# a different kind of mileage (non-horsey)



## phantomhorse13 (Feb 18, 2011)

instead of spending wednesday riding dreams, as i normally would, i got in some mileage of a different sort.

as a christmas gift, my parents got the whole family 'the Stockcar Experience' at Pocono Raceway. it was unbelieveable. we rode with a pro driver to start with (for pointers and to show us what the cars were capable of), then we got behind the wheel by ourselves!!

i got to drive for 40 miles, which was 16 laps of the track. my max stats were 8100 rpm, which translates to 160 mph!! 

the prof who led us the second set (8 lap sets) said dad and i were the best novice drivers he'd ever led. he also did some stuff that was def non-regulation with us. they had the path you were meant to drive marked on the track.. but after the 2nd lap with this guy (where he maxed us out on speed on the marked path), he had us diving hard lines into the turns, etc. the car seemed to defy the laws of physics!!

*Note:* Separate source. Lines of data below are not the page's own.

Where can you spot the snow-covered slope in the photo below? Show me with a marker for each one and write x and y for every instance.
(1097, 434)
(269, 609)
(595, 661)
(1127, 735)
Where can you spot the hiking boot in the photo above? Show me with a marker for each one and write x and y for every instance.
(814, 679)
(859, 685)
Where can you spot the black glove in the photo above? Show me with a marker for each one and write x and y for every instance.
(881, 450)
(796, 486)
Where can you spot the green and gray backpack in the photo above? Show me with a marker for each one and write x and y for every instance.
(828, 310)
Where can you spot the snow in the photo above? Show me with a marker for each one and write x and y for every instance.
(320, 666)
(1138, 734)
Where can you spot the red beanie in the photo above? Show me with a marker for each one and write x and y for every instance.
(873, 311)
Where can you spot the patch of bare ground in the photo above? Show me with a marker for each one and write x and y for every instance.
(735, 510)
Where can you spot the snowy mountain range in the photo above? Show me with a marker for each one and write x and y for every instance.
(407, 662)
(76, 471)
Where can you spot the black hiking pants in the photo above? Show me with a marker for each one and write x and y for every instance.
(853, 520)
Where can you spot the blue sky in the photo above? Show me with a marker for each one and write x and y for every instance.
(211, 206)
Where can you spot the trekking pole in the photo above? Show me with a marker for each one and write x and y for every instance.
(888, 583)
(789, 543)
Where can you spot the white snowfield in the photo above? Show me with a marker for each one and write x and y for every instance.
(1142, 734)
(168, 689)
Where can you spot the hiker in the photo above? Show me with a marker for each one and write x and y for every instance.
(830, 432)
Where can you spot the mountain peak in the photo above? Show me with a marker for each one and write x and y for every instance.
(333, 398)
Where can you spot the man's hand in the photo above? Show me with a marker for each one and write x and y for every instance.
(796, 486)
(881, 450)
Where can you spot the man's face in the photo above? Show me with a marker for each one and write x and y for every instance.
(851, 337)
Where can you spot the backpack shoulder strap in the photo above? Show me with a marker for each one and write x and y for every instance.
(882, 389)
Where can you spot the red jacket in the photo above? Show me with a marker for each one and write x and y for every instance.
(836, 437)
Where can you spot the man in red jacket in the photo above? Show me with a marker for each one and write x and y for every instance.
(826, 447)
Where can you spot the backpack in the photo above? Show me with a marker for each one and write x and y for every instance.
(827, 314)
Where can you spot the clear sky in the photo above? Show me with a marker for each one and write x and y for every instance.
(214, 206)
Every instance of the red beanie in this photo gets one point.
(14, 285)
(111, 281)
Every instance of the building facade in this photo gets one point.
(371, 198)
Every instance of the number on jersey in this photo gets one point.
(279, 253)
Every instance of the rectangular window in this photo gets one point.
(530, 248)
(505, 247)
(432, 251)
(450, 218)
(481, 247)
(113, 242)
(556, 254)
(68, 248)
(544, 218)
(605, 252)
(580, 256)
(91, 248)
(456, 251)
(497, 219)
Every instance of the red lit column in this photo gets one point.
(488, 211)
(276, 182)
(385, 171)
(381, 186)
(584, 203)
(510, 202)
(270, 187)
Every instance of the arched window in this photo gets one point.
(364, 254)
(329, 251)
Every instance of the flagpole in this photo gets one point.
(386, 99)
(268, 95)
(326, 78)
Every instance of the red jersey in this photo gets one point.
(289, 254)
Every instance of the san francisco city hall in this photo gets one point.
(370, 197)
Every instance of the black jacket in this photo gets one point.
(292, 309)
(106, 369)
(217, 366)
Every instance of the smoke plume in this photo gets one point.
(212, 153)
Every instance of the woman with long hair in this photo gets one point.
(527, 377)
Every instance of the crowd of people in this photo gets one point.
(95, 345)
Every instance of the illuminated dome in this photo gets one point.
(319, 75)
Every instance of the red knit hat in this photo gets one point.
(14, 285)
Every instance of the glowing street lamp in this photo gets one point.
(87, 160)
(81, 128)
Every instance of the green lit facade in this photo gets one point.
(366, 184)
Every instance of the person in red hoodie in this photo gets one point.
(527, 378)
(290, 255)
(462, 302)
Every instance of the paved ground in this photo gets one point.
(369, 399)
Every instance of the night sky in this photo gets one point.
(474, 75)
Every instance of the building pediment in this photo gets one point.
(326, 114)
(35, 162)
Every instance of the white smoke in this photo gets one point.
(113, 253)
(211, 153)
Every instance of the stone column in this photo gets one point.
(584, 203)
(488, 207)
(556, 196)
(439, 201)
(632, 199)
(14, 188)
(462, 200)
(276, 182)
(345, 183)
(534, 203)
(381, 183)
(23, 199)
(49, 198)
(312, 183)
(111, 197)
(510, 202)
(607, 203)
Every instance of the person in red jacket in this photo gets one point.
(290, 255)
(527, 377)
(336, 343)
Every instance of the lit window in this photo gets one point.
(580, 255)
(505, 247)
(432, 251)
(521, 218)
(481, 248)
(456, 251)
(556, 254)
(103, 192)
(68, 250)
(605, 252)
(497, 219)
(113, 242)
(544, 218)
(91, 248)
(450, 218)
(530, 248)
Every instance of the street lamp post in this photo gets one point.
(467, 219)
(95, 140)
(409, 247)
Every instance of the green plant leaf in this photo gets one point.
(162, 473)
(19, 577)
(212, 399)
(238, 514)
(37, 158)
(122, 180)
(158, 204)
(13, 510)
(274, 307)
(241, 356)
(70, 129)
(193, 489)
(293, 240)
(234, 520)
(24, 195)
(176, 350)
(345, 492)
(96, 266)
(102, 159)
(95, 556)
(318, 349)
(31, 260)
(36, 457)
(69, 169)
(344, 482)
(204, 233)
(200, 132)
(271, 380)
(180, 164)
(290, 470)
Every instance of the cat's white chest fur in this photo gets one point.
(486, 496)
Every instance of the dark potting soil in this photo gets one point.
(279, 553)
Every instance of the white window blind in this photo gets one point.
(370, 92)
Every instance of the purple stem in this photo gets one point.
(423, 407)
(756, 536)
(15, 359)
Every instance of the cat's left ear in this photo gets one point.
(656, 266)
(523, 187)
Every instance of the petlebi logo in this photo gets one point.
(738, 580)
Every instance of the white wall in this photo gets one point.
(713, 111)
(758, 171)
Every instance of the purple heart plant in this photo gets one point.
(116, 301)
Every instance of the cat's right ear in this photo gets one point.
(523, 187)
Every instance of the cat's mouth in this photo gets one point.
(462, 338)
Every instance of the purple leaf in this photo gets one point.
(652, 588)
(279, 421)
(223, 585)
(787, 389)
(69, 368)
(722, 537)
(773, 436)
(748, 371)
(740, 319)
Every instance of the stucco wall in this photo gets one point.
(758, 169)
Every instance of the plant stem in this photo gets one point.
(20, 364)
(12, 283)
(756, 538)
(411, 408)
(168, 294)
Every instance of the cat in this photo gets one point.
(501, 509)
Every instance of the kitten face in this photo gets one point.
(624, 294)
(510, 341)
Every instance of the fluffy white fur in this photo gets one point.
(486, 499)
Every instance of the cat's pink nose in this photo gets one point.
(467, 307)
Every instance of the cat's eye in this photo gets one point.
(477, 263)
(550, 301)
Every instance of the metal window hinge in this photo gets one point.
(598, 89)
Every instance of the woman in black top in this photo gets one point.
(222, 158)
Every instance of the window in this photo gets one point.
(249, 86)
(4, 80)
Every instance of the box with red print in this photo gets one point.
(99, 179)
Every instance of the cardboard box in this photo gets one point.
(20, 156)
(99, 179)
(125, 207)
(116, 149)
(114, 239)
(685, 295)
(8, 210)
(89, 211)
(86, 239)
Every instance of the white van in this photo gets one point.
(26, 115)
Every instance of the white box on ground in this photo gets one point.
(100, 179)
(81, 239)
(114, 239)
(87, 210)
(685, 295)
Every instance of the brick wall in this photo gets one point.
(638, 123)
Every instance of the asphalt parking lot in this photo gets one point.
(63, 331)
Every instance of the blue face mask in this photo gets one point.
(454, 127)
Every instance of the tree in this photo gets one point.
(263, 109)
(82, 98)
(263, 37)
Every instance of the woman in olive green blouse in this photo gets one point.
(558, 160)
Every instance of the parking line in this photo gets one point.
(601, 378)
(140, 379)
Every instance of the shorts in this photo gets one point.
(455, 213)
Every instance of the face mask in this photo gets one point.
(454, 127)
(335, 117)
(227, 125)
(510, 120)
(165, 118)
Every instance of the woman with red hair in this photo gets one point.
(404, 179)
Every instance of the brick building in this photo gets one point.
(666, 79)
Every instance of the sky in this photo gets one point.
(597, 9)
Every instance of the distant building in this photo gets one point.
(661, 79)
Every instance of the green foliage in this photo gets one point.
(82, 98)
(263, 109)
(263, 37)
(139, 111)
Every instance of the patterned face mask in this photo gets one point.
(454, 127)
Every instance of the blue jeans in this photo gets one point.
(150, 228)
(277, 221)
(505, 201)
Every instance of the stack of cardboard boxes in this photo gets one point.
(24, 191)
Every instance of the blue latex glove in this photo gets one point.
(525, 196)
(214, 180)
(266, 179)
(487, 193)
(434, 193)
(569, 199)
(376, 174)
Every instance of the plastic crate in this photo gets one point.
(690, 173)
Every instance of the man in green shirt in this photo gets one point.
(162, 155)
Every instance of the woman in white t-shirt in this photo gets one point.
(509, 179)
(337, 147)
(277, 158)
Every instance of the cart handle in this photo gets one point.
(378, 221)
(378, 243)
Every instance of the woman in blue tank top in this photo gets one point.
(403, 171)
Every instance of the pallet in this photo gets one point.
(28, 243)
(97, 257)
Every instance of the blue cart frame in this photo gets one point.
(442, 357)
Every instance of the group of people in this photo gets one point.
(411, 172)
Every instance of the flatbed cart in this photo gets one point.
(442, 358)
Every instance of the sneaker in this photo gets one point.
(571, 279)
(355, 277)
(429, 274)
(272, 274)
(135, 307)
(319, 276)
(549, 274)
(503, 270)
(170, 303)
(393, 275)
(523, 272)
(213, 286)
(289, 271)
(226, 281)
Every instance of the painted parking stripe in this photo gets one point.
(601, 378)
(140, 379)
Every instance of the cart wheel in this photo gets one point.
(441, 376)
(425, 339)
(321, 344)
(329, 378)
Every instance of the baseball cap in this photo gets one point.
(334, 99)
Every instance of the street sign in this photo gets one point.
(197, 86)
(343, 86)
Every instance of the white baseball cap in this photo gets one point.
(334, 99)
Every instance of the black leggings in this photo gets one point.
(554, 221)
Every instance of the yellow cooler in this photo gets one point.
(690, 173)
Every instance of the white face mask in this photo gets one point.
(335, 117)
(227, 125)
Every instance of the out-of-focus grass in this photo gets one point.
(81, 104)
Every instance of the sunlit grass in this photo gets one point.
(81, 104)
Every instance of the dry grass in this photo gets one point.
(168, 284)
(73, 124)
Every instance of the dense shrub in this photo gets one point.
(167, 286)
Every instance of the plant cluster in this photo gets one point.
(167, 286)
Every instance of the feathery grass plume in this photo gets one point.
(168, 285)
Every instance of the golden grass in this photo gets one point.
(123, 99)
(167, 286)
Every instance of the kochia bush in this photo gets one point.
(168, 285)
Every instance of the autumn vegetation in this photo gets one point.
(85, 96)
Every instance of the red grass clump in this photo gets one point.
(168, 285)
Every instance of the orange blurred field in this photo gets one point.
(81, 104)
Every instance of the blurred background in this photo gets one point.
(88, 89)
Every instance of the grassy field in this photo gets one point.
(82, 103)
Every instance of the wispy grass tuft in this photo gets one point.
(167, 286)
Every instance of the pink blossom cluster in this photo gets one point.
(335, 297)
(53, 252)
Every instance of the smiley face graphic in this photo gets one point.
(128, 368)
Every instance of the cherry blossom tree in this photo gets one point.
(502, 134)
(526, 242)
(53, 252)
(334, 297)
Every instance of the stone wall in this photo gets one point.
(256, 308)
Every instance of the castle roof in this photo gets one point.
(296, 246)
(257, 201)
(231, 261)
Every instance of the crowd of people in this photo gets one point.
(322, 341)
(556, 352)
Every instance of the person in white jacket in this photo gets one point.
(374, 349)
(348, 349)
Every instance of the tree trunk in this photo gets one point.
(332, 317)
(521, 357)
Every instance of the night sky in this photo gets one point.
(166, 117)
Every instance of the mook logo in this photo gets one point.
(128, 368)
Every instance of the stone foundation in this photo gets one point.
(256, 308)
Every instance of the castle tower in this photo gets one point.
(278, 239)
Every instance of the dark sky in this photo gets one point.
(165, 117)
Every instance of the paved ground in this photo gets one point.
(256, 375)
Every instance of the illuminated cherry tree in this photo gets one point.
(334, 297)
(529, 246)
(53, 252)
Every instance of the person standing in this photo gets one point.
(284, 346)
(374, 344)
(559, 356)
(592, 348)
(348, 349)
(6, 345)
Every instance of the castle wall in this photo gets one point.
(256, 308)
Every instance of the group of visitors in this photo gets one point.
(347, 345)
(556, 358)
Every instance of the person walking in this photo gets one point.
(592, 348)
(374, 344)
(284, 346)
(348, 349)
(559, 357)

that was by far the fastest 40 miles i have ever traveled!!


----------



## Indigosblue (May 9, 2011)

that sounds like so much fun =]


----------



## tanya (Mar 30, 2011)

Thats is an awsome experience. I never watched nascar till we moved to NC then we went to a race and we got addicted. Good for you glad you had fun. I would love to take my car to the track and do a few laps Shes not a race car, but here is my baby.


----------



## crimsonsky (Feb 18, 2011)

you look so nonchalant sitting in the car like "yeah i do this all the time". i'm jealous - so much fun!!


----------



## phantomhorse13 (Feb 18, 2011)

crimsonsky said:


> you look so nonchalant sitting in the car like "yeah i do this all the time". i'm jealous - so much fun!!


actually, i was trying really hard not to think about having to pull out of the pits again.. i am not the most experienced with a manual transmission! :lol:


----------



## phantomhorse13 (Feb 18, 2011)

tanya said:


> I would love to take my car to the track and do a few laps Shes not a race car, but here is my baby.


that car looks like it would be a lot of fun on the track or off!


----------



## tanya (Mar 30, 2011)

phantomhorse13 said:


> that car looks like it would be a lot of fun on the track or off!


 It is alot of fun to drive It would be really fun to drive a stock car to. I dont know how them guys go around that track as fast as they do and dont get into more wrecks. They are so much fun to watch though.


----------



## Reiterin (Mar 28, 2010)

very cool!


----------



## QOS (Dec 8, 2008)

Wow!! that is so cool. My kids would have loved that!!!


----------